Recent genetic and molecular classification of DLBCL has advanced our knowledge of disease biology, yet were not designed to predict early events and guide anticipatory selection of novel therapies. To address this unmet need, we used an integrative multiomic approach to identify a signature at diagnosis that will identify DLBCL at high risk of early clinical failure. Tumor biopsies from 444 newly diagnosed DLBCL were analyzed by WES and RNAseq. A combination of weighted gene correlation network analysis and differential gene expression analysis was used to identify a signature associated with high risk of early clinical failure independent of IPI and COO. Further analysis revealed the signature was associated with metabolic reprogramming and identified cases with a depleted immune microenvironment. Finally, WES data was integrated into the signature and we found that inclusion of ARID1A mutations resulted in identification of 45% of cases with an early clinical failure which was validated in external DLBCL cohorts. This novel and integrative approach is the first to identify a signature at diagnosis, in a real-world cohort of DLBCL, that identifies patients at high risk for early clinical failure and may have significant implications for design of therapeutic options.

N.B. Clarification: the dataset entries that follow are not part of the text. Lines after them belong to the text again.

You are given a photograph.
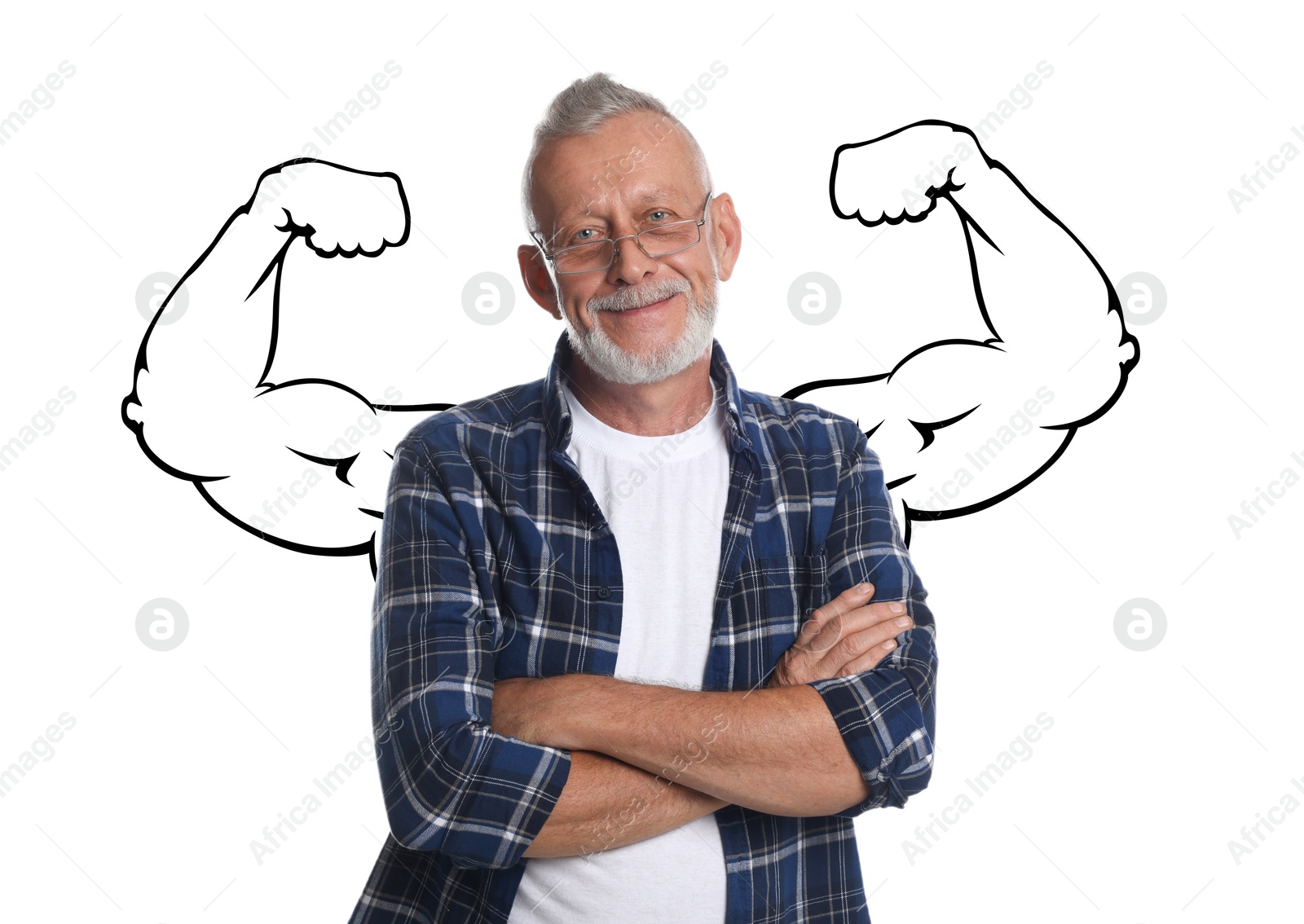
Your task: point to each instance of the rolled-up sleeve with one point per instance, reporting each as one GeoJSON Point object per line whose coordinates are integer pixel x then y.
{"type": "Point", "coordinates": [450, 784]}
{"type": "Point", "coordinates": [887, 715]}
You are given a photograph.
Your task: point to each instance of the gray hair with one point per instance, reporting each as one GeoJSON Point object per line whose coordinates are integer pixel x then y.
{"type": "Point", "coordinates": [582, 108]}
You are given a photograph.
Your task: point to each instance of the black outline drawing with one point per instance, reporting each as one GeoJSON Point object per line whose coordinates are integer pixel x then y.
{"type": "Point", "coordinates": [136, 413]}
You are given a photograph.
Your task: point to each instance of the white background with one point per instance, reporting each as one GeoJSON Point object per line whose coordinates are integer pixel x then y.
{"type": "Point", "coordinates": [1157, 759]}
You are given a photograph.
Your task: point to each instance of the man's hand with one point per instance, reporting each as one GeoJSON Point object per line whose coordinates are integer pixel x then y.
{"type": "Point", "coordinates": [845, 636]}
{"type": "Point", "coordinates": [899, 176]}
{"type": "Point", "coordinates": [342, 211]}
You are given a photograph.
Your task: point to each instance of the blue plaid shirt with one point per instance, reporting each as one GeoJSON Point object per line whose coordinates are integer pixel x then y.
{"type": "Point", "coordinates": [497, 562]}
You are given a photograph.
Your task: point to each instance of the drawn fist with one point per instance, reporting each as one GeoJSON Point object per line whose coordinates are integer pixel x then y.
{"type": "Point", "coordinates": [341, 211]}
{"type": "Point", "coordinates": [899, 176]}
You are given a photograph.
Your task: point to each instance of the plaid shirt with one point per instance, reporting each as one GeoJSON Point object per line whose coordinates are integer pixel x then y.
{"type": "Point", "coordinates": [497, 562]}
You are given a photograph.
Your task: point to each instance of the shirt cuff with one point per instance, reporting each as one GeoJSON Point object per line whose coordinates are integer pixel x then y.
{"type": "Point", "coordinates": [883, 726]}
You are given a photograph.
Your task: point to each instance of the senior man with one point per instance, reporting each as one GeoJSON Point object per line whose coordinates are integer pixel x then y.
{"type": "Point", "coordinates": [625, 660]}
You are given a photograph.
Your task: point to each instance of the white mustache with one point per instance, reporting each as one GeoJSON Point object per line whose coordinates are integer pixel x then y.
{"type": "Point", "coordinates": [649, 295]}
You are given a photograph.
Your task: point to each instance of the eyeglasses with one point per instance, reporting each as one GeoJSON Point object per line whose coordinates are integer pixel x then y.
{"type": "Point", "coordinates": [660, 240]}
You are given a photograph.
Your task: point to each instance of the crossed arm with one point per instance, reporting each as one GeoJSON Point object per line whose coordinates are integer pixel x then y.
{"type": "Point", "coordinates": [775, 751]}
{"type": "Point", "coordinates": [479, 768]}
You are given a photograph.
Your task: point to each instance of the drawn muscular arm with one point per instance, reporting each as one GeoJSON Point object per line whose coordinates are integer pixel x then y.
{"type": "Point", "coordinates": [1055, 322]}
{"type": "Point", "coordinates": [284, 460]}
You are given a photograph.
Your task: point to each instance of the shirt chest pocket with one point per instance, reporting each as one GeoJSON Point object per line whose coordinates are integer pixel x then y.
{"type": "Point", "coordinates": [773, 596]}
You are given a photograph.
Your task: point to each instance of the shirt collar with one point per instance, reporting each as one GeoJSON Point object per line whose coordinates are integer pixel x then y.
{"type": "Point", "coordinates": [557, 416]}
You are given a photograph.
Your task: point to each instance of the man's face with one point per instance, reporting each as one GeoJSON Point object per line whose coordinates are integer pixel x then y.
{"type": "Point", "coordinates": [643, 319]}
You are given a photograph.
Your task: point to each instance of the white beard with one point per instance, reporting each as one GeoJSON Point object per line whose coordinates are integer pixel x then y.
{"type": "Point", "coordinates": [601, 354]}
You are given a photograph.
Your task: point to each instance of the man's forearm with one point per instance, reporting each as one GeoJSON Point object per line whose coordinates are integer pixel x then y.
{"type": "Point", "coordinates": [606, 803]}
{"type": "Point", "coordinates": [775, 751]}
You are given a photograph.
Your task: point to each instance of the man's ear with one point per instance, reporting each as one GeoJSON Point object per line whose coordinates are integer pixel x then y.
{"type": "Point", "coordinates": [539, 282]}
{"type": "Point", "coordinates": [725, 234]}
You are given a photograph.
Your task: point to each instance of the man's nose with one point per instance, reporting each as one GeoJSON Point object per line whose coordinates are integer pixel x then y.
{"type": "Point", "coordinates": [630, 263]}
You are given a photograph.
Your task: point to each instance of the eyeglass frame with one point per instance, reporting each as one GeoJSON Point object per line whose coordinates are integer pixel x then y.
{"type": "Point", "coordinates": [616, 247]}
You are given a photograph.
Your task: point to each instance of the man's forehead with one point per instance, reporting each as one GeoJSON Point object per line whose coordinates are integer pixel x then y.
{"type": "Point", "coordinates": [632, 195]}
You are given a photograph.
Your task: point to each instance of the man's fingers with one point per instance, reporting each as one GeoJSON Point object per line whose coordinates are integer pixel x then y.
{"type": "Point", "coordinates": [847, 623]}
{"type": "Point", "coordinates": [867, 661]}
{"type": "Point", "coordinates": [852, 598]}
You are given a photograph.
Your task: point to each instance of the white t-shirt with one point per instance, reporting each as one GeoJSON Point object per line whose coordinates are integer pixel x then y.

最近 DLBCL 的遗传和分子分类提高了我们对疾病生物学的了解，但并非旨在预测早期事件和指导新疗法的预期选择。为了满足这一未满足的需求，我们使用了一种综合多组学方法来识别诊断时的特征，该特征将识别出早期临床失败风险较高的 DLBCL。通过 WES 和 RNAseq 分析 444 例新诊断 DLBCL 的肿瘤活检。加权基因相关网络分析和差异基因表达分析的组合用于识别与独立于 IPI 和 COO 的早期临床失败高风险相关的特征。进一步分析显示该特征与代谢重编程有关，并确定了免疫微环境耗尽的病例。最后，将 WES 数据整合到签名中，我们发现包含 ARID1A 突变导致识别出 45% 的早期临床失败病例，这在外部 DLBCL 队列中得到了验证。这种新颖的综合方法是第一个在真实世界的 DLBCL 队列中识别诊断时特征的方法，该方法可以识别早期临床失败的高风险患者，并可能对治疗方案的设计产生重大影响。